The real issue is that the naming convention where some typeclass is named after a concept in category theory means wildly different things to different developers. For instance, I would expect a type/typeclass named for some categorical construct to behave in the way the categorical construct behaves and that would be the extent of what I use it for. However, some developer may see a particular usage the same construct and extrapolate that said construct is intrinsically tied to that algorithmic pattern of usage.

So the problem is controlling expectation and managing consistency throughout the dev community. I doubt Haskell will ever get away from the category theory inspired libraries and the subsequent naming conventions. See the relatively lively development of the profunctor optics based work. But, I can certainly see how it may distract or confuse newcomers.

My original degree was in Math and I can definitely 'feel' a difference when reading Haskell vs other languages.

Writing/Reading Haskell gives me a similar feeling to doing proofs than programming.

Even other functional programming languages don't give me that 'in the math class' feeling that Haskell does.

I use generators, list comprehension and a lot of lambda stuff with python.

It's a bit fun because it's very short to write, it's concise and it helps a lot working only with dict and tuples etc.

Not sure if it's faster, but it's always a bit longer to write and think about, and I'm not sure it's easier to read and understand.

Sometimes it feels a bit like code golfing, because you can do a lot of things with very few lines.

It's immensely better to remove 99% of side effects, the code is shorter and more compartmentalized, so it's just easier to deal with.

Although I'm doing this alone, and I'm not confident that I could enforce this sort of software design in a team.

I'm in the exact same boat. Haskell code feels more like abstract maths and I feel more at home when I can just easily track the data flow. The language and community uses relatively abstract terminology due to its roots and it's just a bit too cryptic to me.

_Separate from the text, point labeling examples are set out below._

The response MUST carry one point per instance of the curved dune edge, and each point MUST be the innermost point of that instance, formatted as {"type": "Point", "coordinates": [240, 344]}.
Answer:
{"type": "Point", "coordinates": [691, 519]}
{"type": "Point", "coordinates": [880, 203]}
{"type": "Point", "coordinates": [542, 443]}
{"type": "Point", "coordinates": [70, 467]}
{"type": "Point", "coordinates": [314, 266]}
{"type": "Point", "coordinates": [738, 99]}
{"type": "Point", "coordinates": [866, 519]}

Though I'm glad newer languages are starting to adopt more features from the functional territory for the situations where it just makes more sense.

> I'm not sure it's the whole thing, but I think I've also figured out that I find algorithm-type reasoning far easier to follow and work with than equations or proofs.

For me it's the opposite. Once i figure out what an expression is, I do not want it to change on the next clock cycle.

I suspect you are right that there's a type of person Haskell feels very intuitive to. I think if your mind works that way you might have a hard time appreciating the degree of confusion "regular" programmers face when trying to decipher the mess of symbolic soup.
There is no reason for Haskell to be a "mess of symbolic soup".

You can make Haskell about as human-readable as Ruby if you choose to.

Syntactically Haskell and OCaml are extremely close. A lot of the surface difference between the two languages has nothing to do with syntax and has so much more to do with how things are named by default in the standard libraries. (There are massive differences in the type system and all sorts of subtle differences below the surface, of course.)
Regular programmers were pretty happy with Perl soup.